🤖 AI Summary
This work critiques the prevailing tendency in human-robot interaction (HRI) research to presuppose the inevitability of social robots, a stance that often reflects technological determinism and solutionism while overlooking ecological validity, genuine societal needs, and the core cognitive capacities underpinning social interaction. Challenging this narrative, the study advocates abandoning assumptions about the unavoidable emergence of social robots and instead proposes a paradigm grounded in cognitive mechanisms. By critically reassessing existing theoretical frameworks, it emphasizes the development of key capabilities that would enable robots to achieve authentic social agency. This approach offers a novel theoretical direction for HRI, redirecting the field toward research anchored in real-world demands and scientific rigor, thereby fostering more substantive theoretical and technological advances.
📝 Abstract
This paper takes issue with the recent themes of both the RO-MAN and the HRI conferences for their portrayal of a future human-robot society as inevitable. The focus is on discussing how such statements ultimately shape research. By treating a future human-robot society as a fait accompli, license is given for user studies to imagine any scenario they like, no matter whether it has any ecological relevance, and to emphasise the scenario design over actually creating robot abilities needed to fullfill the imagined role.

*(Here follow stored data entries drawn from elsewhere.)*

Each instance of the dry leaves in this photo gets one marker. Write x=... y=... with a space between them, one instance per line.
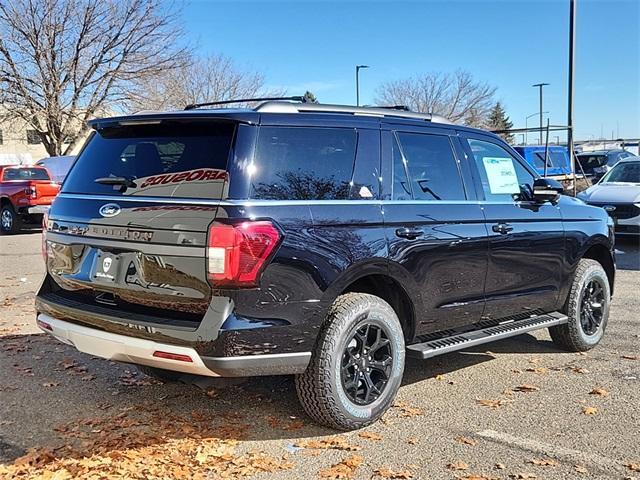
x=385 y=472
x=544 y=462
x=601 y=392
x=458 y=466
x=526 y=388
x=370 y=436
x=407 y=410
x=344 y=469
x=495 y=404
x=331 y=443
x=466 y=441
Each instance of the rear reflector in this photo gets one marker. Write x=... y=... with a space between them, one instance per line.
x=173 y=356
x=44 y=325
x=238 y=253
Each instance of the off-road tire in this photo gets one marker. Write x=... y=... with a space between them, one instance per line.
x=16 y=222
x=165 y=376
x=320 y=389
x=571 y=335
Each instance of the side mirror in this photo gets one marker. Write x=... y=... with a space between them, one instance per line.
x=546 y=190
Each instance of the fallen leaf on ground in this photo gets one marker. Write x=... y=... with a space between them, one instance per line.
x=331 y=443
x=601 y=392
x=458 y=466
x=495 y=404
x=579 y=370
x=345 y=469
x=538 y=370
x=526 y=388
x=408 y=410
x=370 y=435
x=466 y=441
x=385 y=472
x=543 y=462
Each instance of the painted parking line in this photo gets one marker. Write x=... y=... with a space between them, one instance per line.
x=555 y=451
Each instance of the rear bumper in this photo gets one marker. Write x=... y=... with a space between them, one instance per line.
x=127 y=349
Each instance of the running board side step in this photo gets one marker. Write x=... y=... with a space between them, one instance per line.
x=465 y=340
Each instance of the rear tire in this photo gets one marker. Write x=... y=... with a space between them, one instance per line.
x=165 y=376
x=356 y=368
x=587 y=307
x=9 y=220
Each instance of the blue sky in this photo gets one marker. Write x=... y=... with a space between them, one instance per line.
x=511 y=44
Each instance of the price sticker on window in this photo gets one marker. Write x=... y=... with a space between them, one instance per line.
x=501 y=175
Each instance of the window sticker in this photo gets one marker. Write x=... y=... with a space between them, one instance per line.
x=501 y=175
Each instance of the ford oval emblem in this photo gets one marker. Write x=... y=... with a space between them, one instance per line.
x=109 y=210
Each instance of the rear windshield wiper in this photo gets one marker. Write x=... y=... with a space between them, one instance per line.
x=121 y=181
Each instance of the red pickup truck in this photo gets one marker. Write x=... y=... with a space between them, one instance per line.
x=25 y=195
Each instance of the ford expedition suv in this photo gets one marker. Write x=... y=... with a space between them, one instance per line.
x=322 y=241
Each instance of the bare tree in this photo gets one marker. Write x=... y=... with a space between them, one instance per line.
x=208 y=79
x=456 y=96
x=64 y=61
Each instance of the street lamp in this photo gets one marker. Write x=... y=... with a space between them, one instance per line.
x=526 y=124
x=358 y=67
x=540 y=85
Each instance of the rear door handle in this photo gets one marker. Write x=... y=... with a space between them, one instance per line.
x=502 y=228
x=410 y=233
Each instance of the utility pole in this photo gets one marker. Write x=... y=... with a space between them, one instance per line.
x=540 y=85
x=572 y=59
x=358 y=67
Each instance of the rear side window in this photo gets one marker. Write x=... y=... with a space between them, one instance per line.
x=171 y=159
x=303 y=163
x=431 y=166
x=25 y=174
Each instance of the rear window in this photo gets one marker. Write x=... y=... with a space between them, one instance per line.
x=171 y=159
x=25 y=174
x=301 y=163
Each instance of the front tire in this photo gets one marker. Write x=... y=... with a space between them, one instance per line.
x=356 y=368
x=587 y=307
x=9 y=220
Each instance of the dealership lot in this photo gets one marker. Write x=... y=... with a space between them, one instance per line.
x=519 y=408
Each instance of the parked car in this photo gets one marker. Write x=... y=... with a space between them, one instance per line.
x=595 y=164
x=323 y=241
x=58 y=166
x=25 y=195
x=618 y=192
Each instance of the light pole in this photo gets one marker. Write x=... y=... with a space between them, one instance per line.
x=358 y=67
x=540 y=85
x=526 y=124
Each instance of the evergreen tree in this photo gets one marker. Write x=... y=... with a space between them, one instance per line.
x=498 y=120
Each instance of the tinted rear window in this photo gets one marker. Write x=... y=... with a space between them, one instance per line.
x=25 y=174
x=300 y=163
x=168 y=160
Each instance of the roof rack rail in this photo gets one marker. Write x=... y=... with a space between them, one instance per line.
x=286 y=107
x=193 y=106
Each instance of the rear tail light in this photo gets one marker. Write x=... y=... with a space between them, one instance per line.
x=237 y=253
x=45 y=222
x=31 y=192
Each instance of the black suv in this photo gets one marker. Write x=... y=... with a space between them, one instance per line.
x=323 y=241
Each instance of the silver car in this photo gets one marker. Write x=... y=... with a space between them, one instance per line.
x=618 y=192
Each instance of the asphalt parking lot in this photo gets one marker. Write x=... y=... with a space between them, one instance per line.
x=519 y=408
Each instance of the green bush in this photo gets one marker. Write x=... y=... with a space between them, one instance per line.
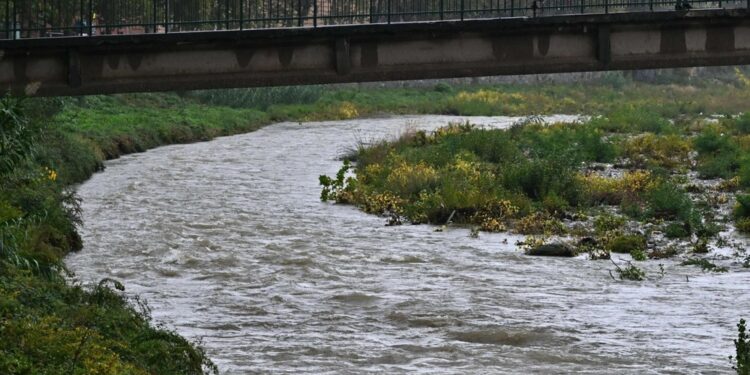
x=670 y=202
x=741 y=359
x=676 y=230
x=627 y=243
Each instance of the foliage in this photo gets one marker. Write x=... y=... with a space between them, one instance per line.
x=741 y=213
x=705 y=265
x=627 y=243
x=49 y=325
x=338 y=189
x=741 y=360
x=630 y=272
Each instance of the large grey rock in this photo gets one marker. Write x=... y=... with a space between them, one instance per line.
x=553 y=250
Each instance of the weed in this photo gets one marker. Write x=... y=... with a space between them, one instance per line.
x=704 y=264
x=741 y=360
x=627 y=244
x=629 y=272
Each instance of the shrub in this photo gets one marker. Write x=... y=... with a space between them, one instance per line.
x=632 y=119
x=741 y=360
x=608 y=222
x=630 y=272
x=676 y=230
x=741 y=213
x=668 y=201
x=638 y=254
x=742 y=123
x=718 y=154
x=654 y=150
x=626 y=243
x=704 y=264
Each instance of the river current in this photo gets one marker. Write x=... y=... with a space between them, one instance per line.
x=229 y=243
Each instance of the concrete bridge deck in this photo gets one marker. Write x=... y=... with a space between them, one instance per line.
x=374 y=52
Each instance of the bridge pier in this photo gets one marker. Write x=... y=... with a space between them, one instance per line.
x=224 y=59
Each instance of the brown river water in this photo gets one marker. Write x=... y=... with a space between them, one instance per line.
x=229 y=243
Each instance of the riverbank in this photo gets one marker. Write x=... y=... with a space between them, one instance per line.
x=627 y=182
x=65 y=141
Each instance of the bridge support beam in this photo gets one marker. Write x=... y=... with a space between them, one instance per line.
x=182 y=61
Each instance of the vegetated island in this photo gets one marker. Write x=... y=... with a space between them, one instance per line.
x=52 y=324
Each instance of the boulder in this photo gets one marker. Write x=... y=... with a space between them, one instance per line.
x=553 y=250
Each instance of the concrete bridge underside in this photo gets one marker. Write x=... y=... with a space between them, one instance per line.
x=224 y=59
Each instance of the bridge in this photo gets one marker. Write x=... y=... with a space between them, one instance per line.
x=77 y=47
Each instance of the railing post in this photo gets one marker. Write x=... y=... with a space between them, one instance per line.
x=228 y=23
x=389 y=12
x=270 y=12
x=153 y=16
x=80 y=19
x=13 y=21
x=7 y=20
x=299 y=12
x=91 y=18
x=166 y=16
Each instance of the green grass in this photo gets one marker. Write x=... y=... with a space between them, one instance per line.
x=529 y=177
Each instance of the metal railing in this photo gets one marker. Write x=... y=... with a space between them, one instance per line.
x=52 y=18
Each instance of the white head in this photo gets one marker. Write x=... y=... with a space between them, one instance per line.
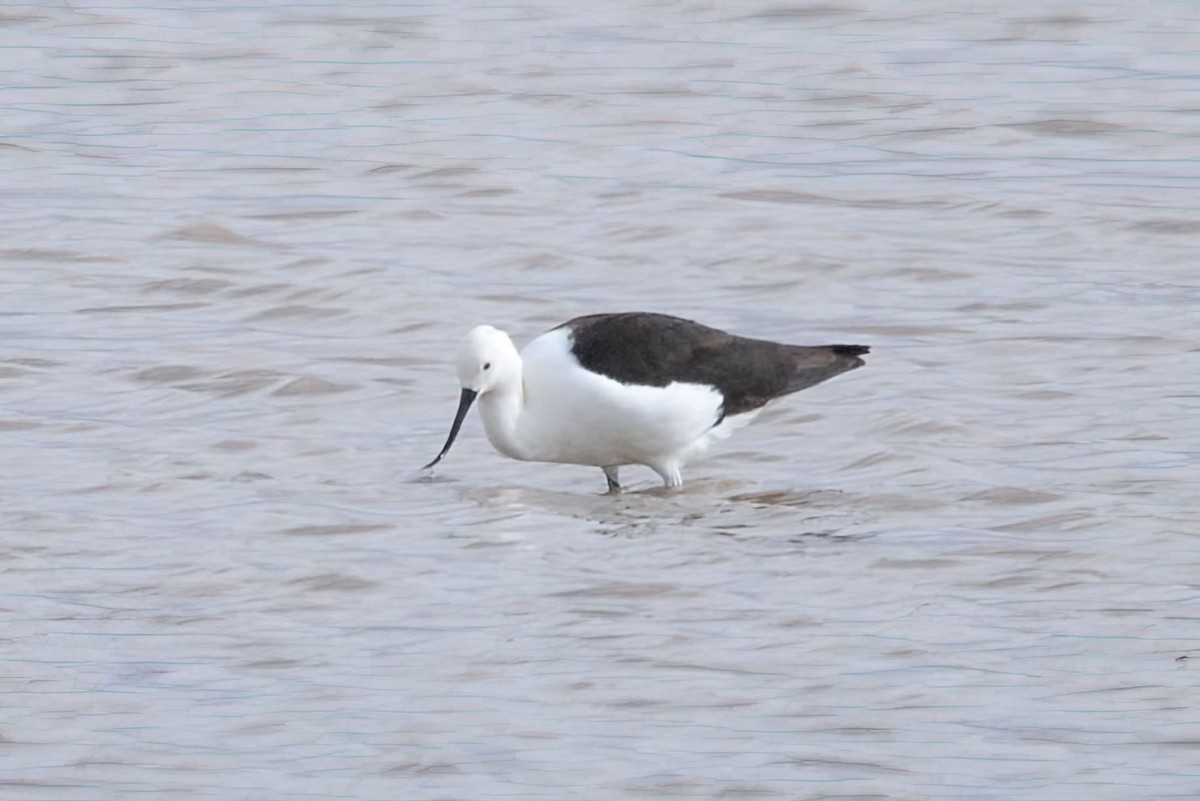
x=486 y=361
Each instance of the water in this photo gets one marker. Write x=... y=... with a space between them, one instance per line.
x=241 y=241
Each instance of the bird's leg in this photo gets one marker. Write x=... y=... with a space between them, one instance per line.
x=610 y=474
x=671 y=475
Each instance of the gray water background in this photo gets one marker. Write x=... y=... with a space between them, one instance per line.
x=241 y=242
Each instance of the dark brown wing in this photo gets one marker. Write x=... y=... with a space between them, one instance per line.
x=659 y=349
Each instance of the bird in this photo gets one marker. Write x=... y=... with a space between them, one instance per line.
x=630 y=387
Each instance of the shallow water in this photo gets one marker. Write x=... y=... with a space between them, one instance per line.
x=241 y=241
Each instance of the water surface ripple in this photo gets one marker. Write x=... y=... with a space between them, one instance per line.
x=240 y=241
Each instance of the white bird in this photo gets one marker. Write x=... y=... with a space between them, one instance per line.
x=609 y=390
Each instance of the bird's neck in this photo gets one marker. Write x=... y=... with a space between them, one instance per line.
x=501 y=410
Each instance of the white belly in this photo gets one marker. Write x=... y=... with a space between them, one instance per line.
x=580 y=417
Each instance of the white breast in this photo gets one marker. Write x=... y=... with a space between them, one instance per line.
x=581 y=417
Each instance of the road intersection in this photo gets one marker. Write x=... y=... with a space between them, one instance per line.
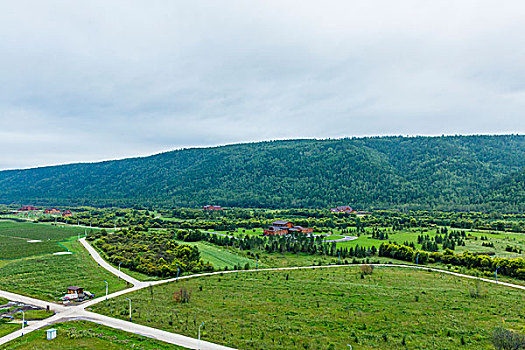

Meanwhile, research that focusses on actual societal needs, without assuming that robots are a solution, is deprioritised, as is technical development, in particular with respect to abilities that are necessary to enable robots that function as social agents rather than a mere automation of tasks. A frame that simply assumes a robot future not only detracts from scientific advancement in favour of a techno-solutionism we ought to resist, it is also self-defeating as it risks stifling the research needed to bring it about. We should therefore reject attempts to frame and promote the field in terms of the inevitable social robot and instead focus on one that facilitates advances in the field regardless of what the future holds. This paper suggests that a renewed focus on cognitive mechanisms necessary for the "I" in HRI would be a good starting point.